The guide that follows allows you to:

Automatically find folder URLs that contain the files you want to download.
Extract the direct file links using wget and pcregrep.
Download the files in bulk.

This process can be applied to various websites that generate content dynamically, providing a simple and effective solution for bulk downloading files like .exe and .atr.

Prerequisites: Setting Up the Tools

Before diving into the main process, there are a couple of tools we need: wget and pcregrep. These tools aren’t pre-installed on macOS, so you’ll need to install them. On macOS, we can use Homebrew, a package manager, to install these tools.

Installing Homebrew on macOS High Sierra

Since macOS High Sierra no longer officially supports the latest versions of Homebrew, you may need to use an older version, but it’s still functional for our needs. Here’s how to install Homebrew:

zsh

Copy code

/bin/bash -c "$(curl -fsSL https://raw.githubusercontent.com/Homebrew/install/HEAD/install.sh)"

Installing wget and pcregrep

Once Homebrew is installed, you can use it to install wget and pcregrep by running the following commands in your terminal:

zsh

Copy code

brew install wget

zsh

Copy code

brew install pcre

These tools will allow us to download files and search through web pages efficiently.

Why wget Alone Isn’t Enough

While wget is a great tool for downloading files, it struggles with dynamically generated URLs, like those created by PHP scripts. Websites often don’t present files as direct links, so wget won’t be able to find them on its own.

Additionally, wget does not have the ability to filter out files based on their extensions (like .exe or .atr) in the way we need. This is where pcregrep comes in—allowing us to filter through the URLs and focus on only the files we’re interested in. By combining wget and pcregrep, we can automate the process of finding and downloading specific files from these complex web pages.

Step 1: Using wget to Find Folder URLs

Before we can download files, we first need to identify the folder URLs where they are located. Let’s say you’re trying to download Atari 8-bit software files like .exe and .atr. These files are hosted on a dynamic website that lists them under folders. The folder URLs are dynamically generated and displayed on the page.

To retrieve these folder URLs, we can use the wget --spider command. This command will check all the links on the site without actually downloading the content:

zsh

Copy code

wget --spider -r -l1 -nd "https://www.atarionline.pl/v01/index.php?ct=demos&sub=cp" 2>&1 | pcregrep -o 'https://www\.atarionline\.pl/v01/index\.php\?ct=demos&sub=cp&tg=[^ ]+'

This command performs two key actions:

wget --spider: Checks the website recursively for links without downloading any content.
pcregrep: Filters the output to show only URLs that point to the specific folders containing the files we want.

The result will look like this (URLs pointing to folder pages on the website):

bash

Copy code

https://www.atarionline.pl/v01/index.php?ct=demos&sub=cp&tg=24h%202nd%202004 https://www.atarionline.pl/v01/index.php?ct=demos&sub=cp&tg=24h%205th%202005 https://www.atarionline.pl/v01/index.php?ct=demos&sub=cp&tg=6502%20Compo%202004

Each of these URLs points to a folder containing multiple files.

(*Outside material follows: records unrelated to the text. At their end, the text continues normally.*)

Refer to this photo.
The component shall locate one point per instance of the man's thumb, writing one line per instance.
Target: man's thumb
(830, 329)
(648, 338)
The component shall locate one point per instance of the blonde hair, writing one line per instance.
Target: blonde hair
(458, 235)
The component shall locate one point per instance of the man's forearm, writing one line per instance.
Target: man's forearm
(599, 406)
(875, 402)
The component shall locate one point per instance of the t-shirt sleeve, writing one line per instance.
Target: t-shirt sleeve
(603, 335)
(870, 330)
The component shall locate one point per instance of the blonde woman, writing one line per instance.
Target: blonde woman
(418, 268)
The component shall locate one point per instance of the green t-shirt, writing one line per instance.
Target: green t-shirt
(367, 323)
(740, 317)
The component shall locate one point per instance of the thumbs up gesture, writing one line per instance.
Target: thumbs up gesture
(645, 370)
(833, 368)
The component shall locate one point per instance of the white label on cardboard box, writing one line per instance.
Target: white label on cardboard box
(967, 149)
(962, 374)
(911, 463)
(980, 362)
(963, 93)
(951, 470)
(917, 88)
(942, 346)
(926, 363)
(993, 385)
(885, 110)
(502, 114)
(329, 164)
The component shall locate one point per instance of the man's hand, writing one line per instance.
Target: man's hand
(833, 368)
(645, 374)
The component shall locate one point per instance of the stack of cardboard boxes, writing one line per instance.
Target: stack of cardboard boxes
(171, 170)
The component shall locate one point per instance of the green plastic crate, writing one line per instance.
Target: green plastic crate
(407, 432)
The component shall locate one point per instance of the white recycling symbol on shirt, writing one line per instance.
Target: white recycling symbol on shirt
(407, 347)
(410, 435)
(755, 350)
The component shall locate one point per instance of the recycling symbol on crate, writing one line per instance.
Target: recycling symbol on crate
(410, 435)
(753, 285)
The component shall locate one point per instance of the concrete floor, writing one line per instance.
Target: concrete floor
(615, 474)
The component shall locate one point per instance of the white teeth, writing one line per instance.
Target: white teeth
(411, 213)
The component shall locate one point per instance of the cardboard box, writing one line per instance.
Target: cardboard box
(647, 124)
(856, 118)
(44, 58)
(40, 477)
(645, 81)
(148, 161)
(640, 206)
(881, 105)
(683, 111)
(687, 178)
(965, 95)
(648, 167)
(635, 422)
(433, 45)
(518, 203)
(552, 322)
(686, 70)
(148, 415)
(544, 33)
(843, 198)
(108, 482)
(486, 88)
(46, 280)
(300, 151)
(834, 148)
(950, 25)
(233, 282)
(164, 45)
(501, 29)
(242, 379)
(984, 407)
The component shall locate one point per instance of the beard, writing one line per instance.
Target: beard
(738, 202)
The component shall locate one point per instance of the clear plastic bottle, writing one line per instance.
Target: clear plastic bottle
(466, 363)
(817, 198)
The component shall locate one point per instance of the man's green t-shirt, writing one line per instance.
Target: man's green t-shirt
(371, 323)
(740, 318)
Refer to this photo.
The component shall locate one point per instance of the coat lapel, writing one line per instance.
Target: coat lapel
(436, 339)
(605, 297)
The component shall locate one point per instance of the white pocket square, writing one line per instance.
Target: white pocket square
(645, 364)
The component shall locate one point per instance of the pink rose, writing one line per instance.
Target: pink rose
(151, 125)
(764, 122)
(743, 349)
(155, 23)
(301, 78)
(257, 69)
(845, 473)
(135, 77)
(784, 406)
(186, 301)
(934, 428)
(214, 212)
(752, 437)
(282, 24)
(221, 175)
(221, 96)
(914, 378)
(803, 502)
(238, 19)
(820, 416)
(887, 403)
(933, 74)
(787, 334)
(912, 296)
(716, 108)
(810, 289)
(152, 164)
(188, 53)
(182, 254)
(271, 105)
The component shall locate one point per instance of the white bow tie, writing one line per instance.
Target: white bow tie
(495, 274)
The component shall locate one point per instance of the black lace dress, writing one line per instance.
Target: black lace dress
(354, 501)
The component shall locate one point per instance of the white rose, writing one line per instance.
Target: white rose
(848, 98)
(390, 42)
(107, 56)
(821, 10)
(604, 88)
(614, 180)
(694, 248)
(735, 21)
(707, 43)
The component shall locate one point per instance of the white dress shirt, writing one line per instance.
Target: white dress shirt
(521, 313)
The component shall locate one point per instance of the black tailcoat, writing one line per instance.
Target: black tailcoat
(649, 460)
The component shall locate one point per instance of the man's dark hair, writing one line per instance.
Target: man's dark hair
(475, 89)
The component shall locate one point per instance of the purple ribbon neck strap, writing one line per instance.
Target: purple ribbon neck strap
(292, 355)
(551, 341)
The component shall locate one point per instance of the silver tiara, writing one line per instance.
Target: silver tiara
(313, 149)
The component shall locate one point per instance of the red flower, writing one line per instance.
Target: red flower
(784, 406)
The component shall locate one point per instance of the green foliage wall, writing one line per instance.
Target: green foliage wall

These URLs, when opened in a browser, will reveal a list of files (such as .atr, .xex, .arc) inside the corresponding folder.

Note: Replace the URL above with the root URL of the website you’re targeting. The provided URL is just an example.

Step 2: Scraping File URLs from the Folder Pages

Once you have the folder URLs, the next step is to extract the actual file links (e.g., .exe, .atr, .xex, .arc). These files are listed under each folder, and we need to scrape the HTML page for the direct file URLs.

You can use wget to download the content of each folder page and then use pcregrep to extract the file URLs.

Here’s how you can do it:

Download the folder page using wget:

zsh

Copy code

wget -q -O folder_page.html "https://www.atarionline.pl/v01/index.php?ct=demos&sub=cp&tg=24h%202nd%202004"

Extract the file URLs from the folder page using pcregrep:

zsh

Copy code

pcregrep -o 'https://www\.atarionline\.pl/v01/.+\.(atr|exe|xex|arc)' folder_page.html

This will give you URLs that directly point to the .atr, .exe, and other file types you want to download. For example:

bash

Copy code

https://www.atarionline.pl/v01/files/demos/24h_7th_2005.atr https://www.atarionline.pl/v01/files/demos/24h_7th_2005.xex https://www.atarionline.pl/v01/files/demos/24h_7th_2005.arc

Note: If you need to download other file types, such as .pdf or .txt, simply modify the pcregrep regular expression to include those extensions.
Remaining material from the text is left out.